使い魔のケーンは、人間だった頃、呉服商として財を築いていた人物だったらしく、かなり頭の回転が早い。


「なるほど・・・。
 それは、いい考えだと思うニャン。
 大魔王ロロノア様を 領土ごとエイルシッド王の傘下として加える。
 そうすれば、実質的な支配権は変わらないけど、エイルシッド王の意思を伝えることはできるはずだニャン。」


「よし!
 では、そうしよう。
 あと1つだけ忘れないでほしい。
 俺は絶対に契約はしない。俺に契約を せがめば殺す。」


エイルシッドの紅の瞳は、殺すと発言した瞬間、殺意を帯びていた。
大魔王ロロノアは、とっさに視線を反らし下を向く。
使い魔たちも 自分たちに向けられた殺意でないと分かっていても震えが止まらない。


「・・・か、畏まりました。
 配下にも徹底して、我が主様の意思を叩き込みます。

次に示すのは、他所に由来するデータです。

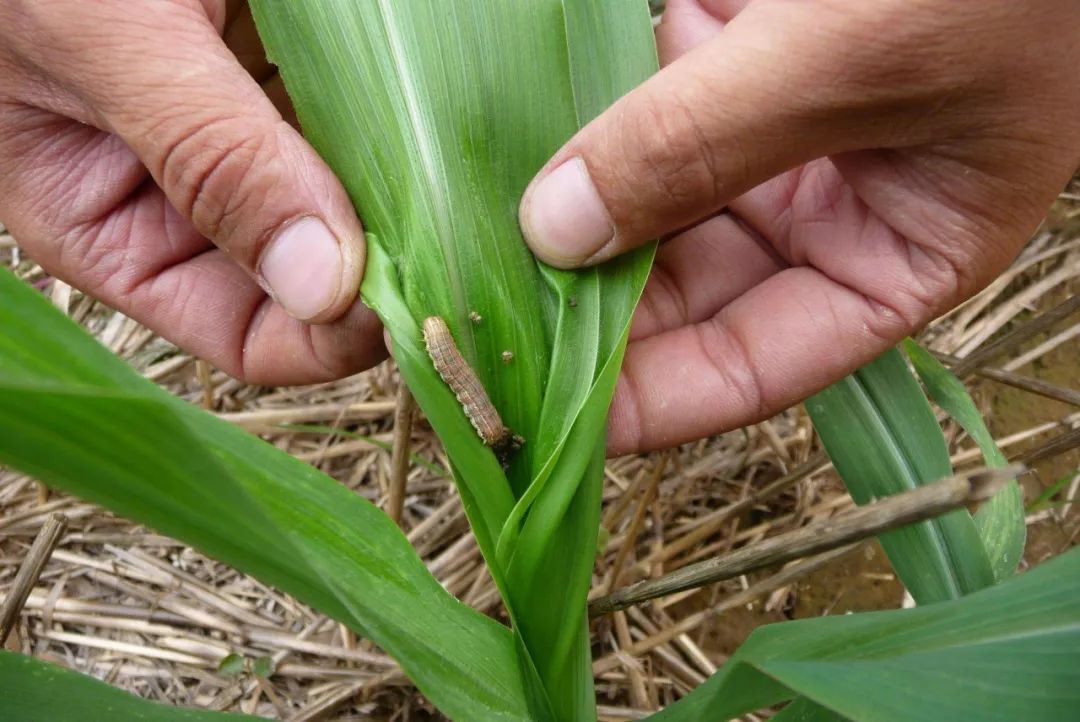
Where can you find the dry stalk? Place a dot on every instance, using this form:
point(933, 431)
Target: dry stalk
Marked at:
point(860, 523)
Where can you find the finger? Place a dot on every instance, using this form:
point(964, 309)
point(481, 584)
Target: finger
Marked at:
point(685, 25)
point(699, 272)
point(736, 369)
point(78, 201)
point(758, 98)
point(856, 288)
point(215, 145)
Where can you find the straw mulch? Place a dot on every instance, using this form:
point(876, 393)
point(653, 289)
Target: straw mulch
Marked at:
point(148, 614)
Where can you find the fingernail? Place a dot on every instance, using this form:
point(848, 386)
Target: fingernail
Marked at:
point(302, 267)
point(563, 216)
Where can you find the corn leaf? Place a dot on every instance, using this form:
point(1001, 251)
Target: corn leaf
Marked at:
point(35, 691)
point(1010, 652)
point(882, 437)
point(1000, 520)
point(79, 419)
point(436, 116)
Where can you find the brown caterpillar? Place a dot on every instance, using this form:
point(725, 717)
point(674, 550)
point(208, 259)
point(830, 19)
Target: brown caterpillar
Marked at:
point(467, 386)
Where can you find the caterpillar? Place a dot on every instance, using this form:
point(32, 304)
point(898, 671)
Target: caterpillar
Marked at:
point(466, 385)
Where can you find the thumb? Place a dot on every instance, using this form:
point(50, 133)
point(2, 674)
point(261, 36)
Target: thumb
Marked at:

」




魔王エイルシッドは、大魔王ロロノアとの正式な調停式の日取りを決め、早急に魔王城へと引き返していった。
その後、無事に調停式を終えた後、周囲の魔王たちは 水面下で競い合って領土を奪いあう。
ある程度の領土を持てば、魔王エイルシッドの傘下に入り、その領土が保障されるからである。
この調停式から、わずか2か月で、魔界全土は魔界王エイルシッドの傘下に入ることとなった。


エイルシッドは、大魔王ロロノアとの調停式を終えると、天界へと出かけて行った。




~数日後~

「ただいまー!」

「あ、エイルシッド王ニャン!」


「「「おかえりなさいニャーン!」」」


「おう!
 みんなに嬉しいお知らせだぞ!」


「「「なんなんだニャン?」」」


「なんと、もうすぐ愛しのマリーたちが魔界に来るぞ!」


「「「おおお!」」」



「・・・ヒソヒソ。」
(マリー様、エイルシッド王に似てたら絶対に可愛いニャン。)
(楽しみだニャン。)
(でも、あまり無礼な態度を取れば・・・。)
(恐ろしいニャン。)





「しかも、天使のミロリアスとザイルたち親子も魔王城に招いたんだぞー!」


「・・・ヒソヒソ。」
(ロロノアは、ミロキアスって言ってたはずだニャン。)
(仕方ないニャン。
 エイルシッド王だから。)


(((納得だニャン。)))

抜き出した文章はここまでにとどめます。